The holidays are upon us, ready or not. The little cowboys and I hightailed it out of the Big D and are spending the week in Houston with my parents. All we're missing is Hubby. He's working, but will join us for Thanksgiving later in the week.
To be honest, I've dreaded the thought of the holidays. The shopping, the cooking, the traveling, the decorating, the entertaining--it all seems so overwhelming. That is why this trip feels like an escape. There is no agenda except to enjoy just being.
Yesterday I spent the day with my boys. I was purposeful about being with them, not just physically, but mentally and emotionally. I really wanted to listen to what they had to say and be part of their experience--not just an observer. We played at the park, where we fed some ducks and rescued a turtle. I let them choose where we ate lunch (Burger King--ack!), and then we did some shopping at the dollar store. We walked the mall and had some ice cream in the food court. We rode the escalators just for the fun of it, and enjoyed the massage chairs in Macy's. We finished the day by playing in the playscape at Nana's church. We were hot and tired, but oh, so happy.

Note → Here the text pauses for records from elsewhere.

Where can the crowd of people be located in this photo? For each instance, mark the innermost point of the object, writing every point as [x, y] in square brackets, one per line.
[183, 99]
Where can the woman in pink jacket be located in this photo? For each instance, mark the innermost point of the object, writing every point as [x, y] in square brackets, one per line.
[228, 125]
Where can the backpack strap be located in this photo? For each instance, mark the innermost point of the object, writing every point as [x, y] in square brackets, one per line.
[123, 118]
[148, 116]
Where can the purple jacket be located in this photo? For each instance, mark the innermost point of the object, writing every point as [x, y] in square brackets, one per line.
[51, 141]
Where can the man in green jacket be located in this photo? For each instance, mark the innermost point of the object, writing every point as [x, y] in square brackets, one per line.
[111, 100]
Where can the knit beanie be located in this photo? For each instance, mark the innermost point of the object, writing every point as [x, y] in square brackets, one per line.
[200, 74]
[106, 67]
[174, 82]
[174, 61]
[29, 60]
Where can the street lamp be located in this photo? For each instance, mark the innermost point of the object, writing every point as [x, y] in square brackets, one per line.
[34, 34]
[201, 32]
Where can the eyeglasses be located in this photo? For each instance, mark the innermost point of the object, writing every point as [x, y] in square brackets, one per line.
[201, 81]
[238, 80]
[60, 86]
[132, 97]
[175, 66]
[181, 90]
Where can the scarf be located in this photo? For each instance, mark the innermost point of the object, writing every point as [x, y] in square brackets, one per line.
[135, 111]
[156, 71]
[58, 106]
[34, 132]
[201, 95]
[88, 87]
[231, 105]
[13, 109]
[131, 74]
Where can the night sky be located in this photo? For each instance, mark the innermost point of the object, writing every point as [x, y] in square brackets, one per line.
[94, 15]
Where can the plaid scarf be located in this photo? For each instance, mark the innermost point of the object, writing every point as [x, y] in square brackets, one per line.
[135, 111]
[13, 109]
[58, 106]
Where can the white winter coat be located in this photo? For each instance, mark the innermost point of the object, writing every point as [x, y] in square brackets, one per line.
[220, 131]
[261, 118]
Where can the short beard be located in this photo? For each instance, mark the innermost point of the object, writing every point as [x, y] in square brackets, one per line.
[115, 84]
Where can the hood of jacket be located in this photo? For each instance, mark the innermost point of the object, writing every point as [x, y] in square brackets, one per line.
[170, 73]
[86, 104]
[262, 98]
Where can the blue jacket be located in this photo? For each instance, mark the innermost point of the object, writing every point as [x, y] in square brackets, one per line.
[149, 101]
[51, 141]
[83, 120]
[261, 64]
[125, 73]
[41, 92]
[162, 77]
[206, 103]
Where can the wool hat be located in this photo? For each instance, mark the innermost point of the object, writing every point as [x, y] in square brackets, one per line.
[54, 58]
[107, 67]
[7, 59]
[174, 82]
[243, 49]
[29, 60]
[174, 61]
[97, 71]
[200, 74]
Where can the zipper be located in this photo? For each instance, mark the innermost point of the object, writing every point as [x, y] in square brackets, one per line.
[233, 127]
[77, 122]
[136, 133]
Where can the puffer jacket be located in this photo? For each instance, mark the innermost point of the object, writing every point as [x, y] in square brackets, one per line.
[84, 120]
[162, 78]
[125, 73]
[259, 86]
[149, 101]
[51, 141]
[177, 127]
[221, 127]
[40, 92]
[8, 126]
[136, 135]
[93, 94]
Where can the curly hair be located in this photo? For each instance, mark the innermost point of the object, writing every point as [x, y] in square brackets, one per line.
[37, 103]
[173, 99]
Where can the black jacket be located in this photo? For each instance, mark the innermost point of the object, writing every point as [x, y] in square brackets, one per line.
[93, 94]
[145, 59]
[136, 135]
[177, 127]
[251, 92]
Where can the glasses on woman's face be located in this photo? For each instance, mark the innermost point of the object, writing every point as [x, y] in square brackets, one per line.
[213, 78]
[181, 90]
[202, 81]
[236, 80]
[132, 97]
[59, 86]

It's been a long time since I had a day like that with all three of my sons. There were no distractions, no places to be, no obligations. Just us. I am glad to be away. And I am so glad I got the reminder that there is so much to be thankful for this week: I am doing exactly what I want to do, and there could not be three more wonderful people for me to do it with.
P.S. I took great pictures yesterday. They would look super filling up this space. Unfortunately, Little Middle dropped my camera on the tile floor last night and now all I have is a flashing message that says "Lens Error: 211." Hubby, do you think you can fix it? Please?